Note: cfpb-export-bucket service account does NOT work
docker run -it -v /Users/joshib/workdir/kedro-baseline/dockerfile-creds-master:/tmp/kedro local-kedro /bin/bash
kedro_docker@883bb32e517f:/$ cd /tmp/kedro
cp hmda-etl-pipeline_conf_base_credentials.yaml /hmda-etl-pipeline/conf/base/credentials.yaml
cp hmda-etl-pipeline_conf_dev_credentials.yaml /hmda-etl-pipeline/conf/dev/credentials.yaml
cp hmda-etl-pipeline_conf_dev_globals.yaml /hmda-etl-pipeline/conf/dev/globals.yaml
export SQLALCHEMY_SILENCE_UBER_WARNING="1"
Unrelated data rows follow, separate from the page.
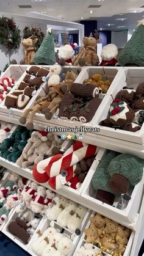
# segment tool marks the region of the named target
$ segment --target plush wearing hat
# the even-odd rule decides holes
[[[144,66],[144,21],[139,21],[137,28],[118,57],[121,66]]]
[[[100,66],[115,66],[117,63],[118,48],[115,45],[110,43],[102,49],[102,62]]]

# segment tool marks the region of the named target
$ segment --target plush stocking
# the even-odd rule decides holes
[[[74,152],[63,155],[58,161],[49,164],[45,169],[46,173],[49,177],[57,176],[61,173],[62,170],[67,169],[70,166],[76,164],[83,159],[93,156],[96,153],[96,146],[87,144]]]
[[[76,141],[64,153],[63,155],[58,154],[54,156],[46,158],[41,161],[37,165],[35,165],[33,168],[32,175],[35,180],[40,183],[44,183],[49,180],[49,176],[48,175],[46,169],[49,165],[51,165],[57,162],[60,158],[63,158],[65,156],[77,150],[78,148],[82,147],[85,144],[80,141]],[[69,167],[69,166],[68,166]],[[59,174],[59,172],[58,174]]]

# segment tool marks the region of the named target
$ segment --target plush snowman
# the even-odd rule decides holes
[[[56,203],[55,200],[53,200],[52,203],[54,206],[48,213],[48,218],[52,221],[56,221],[59,214],[65,208],[68,199],[61,196],[59,196],[57,202]]]
[[[87,212],[87,208],[82,205],[78,205],[76,212],[68,221],[68,229],[71,232],[75,232],[76,229],[81,229],[81,224]]]
[[[51,67],[48,77],[48,85],[59,84],[65,79],[63,69],[60,65],[53,65]]]
[[[57,222],[62,227],[67,227],[68,219],[71,216],[71,213],[74,214],[76,208],[77,204],[69,200],[65,205],[65,209],[58,216]]]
export AWS_SECRET_ACCESS_KEY=" "
export AWS_ACCESS_KEY_ID=" "
export AWS_DEFAULT_REGION="us-east-1"
cd /hmda-etl-pipeline/
kedro run --tags="2023_Filing_Season" --env=dev --to-outputs="public_ts_flat_file_2023"
- The kubernetes kedro job configs are used for generating data publisher datasets on a schedule.
- It is also recommended to use these job configs instead of local runs when generating the larger datasets like LAR, MLAR, and the aggregate and disclosure reports, as these can take a long time to complete and require more memory to run than the other datasets.